Kaizen is a process that stresses continuous improvement throughout all the aspects of the product’s life cycle. It results in the improvement of such activities as manufacturing, management, and by having such standardized processes, this procedure results in decreasing the waste amount. Firstly introduced in Japan, it has now been introduced in several businesses around the world.

It is known as a daily activity; whose purpose goes beyond the simple productivity enhancement. It results in a humanizing of the workplace itself by teaching the people involved how to spot the waste and eliminate it. People from all the various management ranged can engage in this process, whether it is an individual or even a large group. The methodology of this process is making changes and monitoring the adjustments accordingly.

Business Process Engineering is a totally different philosophy as it is an approach that does not include eliminating waste but improving the efficiency levels and effectiveness existing within the organization. According to this process, everything has to be studied from an unbiased perceptive and hence, it is quite different from Kaizen, which engages the entire different management workforce.

The theory of constraints is defined as a philosophy that aids organizations in order to achieve their purposes. It is done through a few processes, logic tools, and effective use of the applications to the desired fields.

According to this theory, every company does at one point face some limitation –internal or market. As time passes, the constraint can change, and the analysis has to begin again. The solution engages the materials through the system, and the primary method of doing so is a process through which nothing gets wasted.

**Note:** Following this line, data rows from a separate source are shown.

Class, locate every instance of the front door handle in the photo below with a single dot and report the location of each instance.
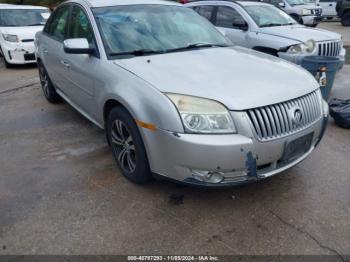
(66, 64)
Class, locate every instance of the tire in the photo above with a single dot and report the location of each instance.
(127, 146)
(47, 86)
(345, 19)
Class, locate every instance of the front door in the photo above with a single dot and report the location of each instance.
(81, 67)
(52, 47)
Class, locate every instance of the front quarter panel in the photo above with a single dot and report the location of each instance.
(143, 101)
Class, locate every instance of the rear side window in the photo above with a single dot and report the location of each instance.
(205, 11)
(56, 27)
(80, 25)
(226, 16)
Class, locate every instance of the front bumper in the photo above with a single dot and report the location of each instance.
(298, 59)
(18, 53)
(238, 158)
(311, 19)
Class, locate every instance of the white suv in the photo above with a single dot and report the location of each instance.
(265, 28)
(304, 12)
(18, 26)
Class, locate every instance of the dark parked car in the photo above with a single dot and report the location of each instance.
(343, 11)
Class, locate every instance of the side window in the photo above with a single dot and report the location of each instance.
(227, 16)
(57, 25)
(274, 2)
(80, 25)
(205, 11)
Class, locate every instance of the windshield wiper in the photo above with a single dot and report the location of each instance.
(138, 52)
(194, 46)
(36, 24)
(272, 24)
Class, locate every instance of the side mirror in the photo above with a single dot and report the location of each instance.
(77, 46)
(240, 24)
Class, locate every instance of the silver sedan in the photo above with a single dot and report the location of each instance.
(176, 99)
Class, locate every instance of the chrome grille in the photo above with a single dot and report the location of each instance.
(332, 48)
(275, 121)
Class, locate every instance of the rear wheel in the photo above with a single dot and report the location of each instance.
(47, 86)
(127, 146)
(345, 19)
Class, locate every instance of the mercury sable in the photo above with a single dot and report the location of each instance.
(177, 101)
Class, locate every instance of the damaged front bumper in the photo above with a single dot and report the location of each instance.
(19, 53)
(223, 160)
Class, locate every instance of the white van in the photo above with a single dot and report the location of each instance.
(18, 26)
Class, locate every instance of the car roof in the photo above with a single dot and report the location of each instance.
(6, 6)
(242, 3)
(105, 3)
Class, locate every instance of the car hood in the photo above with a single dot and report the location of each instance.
(237, 77)
(300, 33)
(23, 32)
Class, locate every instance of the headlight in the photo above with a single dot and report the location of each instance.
(305, 12)
(204, 116)
(10, 38)
(307, 47)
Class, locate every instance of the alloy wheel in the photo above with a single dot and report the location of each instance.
(123, 146)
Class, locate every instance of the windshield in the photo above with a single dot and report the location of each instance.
(23, 17)
(296, 2)
(154, 28)
(267, 16)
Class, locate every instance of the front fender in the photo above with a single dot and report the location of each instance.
(143, 101)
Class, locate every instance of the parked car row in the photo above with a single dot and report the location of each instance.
(266, 28)
(176, 98)
(18, 26)
(309, 12)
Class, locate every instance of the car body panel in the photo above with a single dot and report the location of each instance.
(215, 69)
(237, 77)
(14, 52)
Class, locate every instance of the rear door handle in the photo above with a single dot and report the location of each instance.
(66, 64)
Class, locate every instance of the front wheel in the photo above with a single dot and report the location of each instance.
(127, 146)
(345, 19)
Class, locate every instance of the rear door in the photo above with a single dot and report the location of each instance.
(52, 46)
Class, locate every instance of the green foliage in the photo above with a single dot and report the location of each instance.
(49, 3)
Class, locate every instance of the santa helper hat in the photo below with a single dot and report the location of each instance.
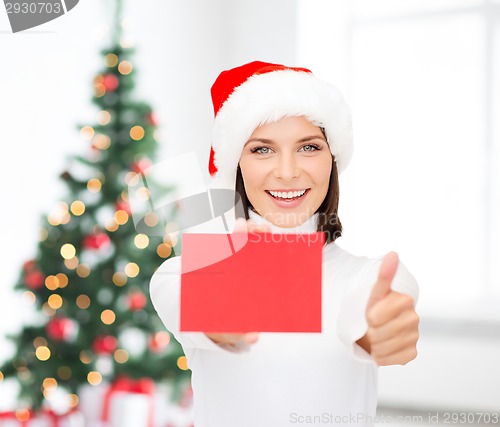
(258, 92)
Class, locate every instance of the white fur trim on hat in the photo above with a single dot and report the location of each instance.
(267, 98)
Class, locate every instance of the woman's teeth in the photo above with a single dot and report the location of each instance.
(287, 195)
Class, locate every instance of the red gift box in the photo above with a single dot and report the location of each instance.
(256, 282)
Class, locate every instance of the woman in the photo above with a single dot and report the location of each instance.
(281, 136)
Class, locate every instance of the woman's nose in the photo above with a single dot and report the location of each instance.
(286, 166)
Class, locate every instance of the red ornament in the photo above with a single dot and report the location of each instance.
(110, 82)
(34, 279)
(151, 119)
(122, 205)
(105, 344)
(61, 328)
(159, 341)
(137, 301)
(141, 165)
(96, 241)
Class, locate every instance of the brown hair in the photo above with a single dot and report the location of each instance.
(328, 219)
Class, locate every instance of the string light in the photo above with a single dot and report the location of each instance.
(83, 302)
(137, 133)
(49, 383)
(49, 311)
(121, 217)
(125, 67)
(119, 278)
(141, 241)
(63, 280)
(51, 283)
(121, 356)
(42, 353)
(182, 363)
(111, 60)
(73, 400)
(85, 357)
(132, 178)
(112, 226)
(94, 378)
(108, 317)
(71, 263)
(94, 185)
(23, 373)
(55, 301)
(102, 142)
(100, 90)
(83, 270)
(132, 269)
(77, 208)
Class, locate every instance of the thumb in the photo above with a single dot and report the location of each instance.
(386, 274)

Hence, the process defined as Kaizen does come into play as, under the constraints theory, wastage is eliminated. Hence, the Kaizen principle is fact included in the implementation of this theory. The business engineering principle is also made use of through this theory as this theory aims to reduce not only the waste but also to improve the efficiency levels. Hence, through the implementation of such a theory, both the above-noted principles can be made use of effectively.

The just-in-time method is a manufacturing organization philosophy that decreases waste by supplying parts when the assembly process requires them. This system is primarily used for the high volume repetitive flow of manufacturing processes. The goal of this process is to speed up the customer responses while decreasing the minimum inventory levels at the same time. The methods through which this can be achieved is by having a smaller level of inventory, smaller production lots and batch sizes, having a stricter quality control procedure, complexity reduction and transparency, flat organization structure and delegation and lastly, through minimization of waste.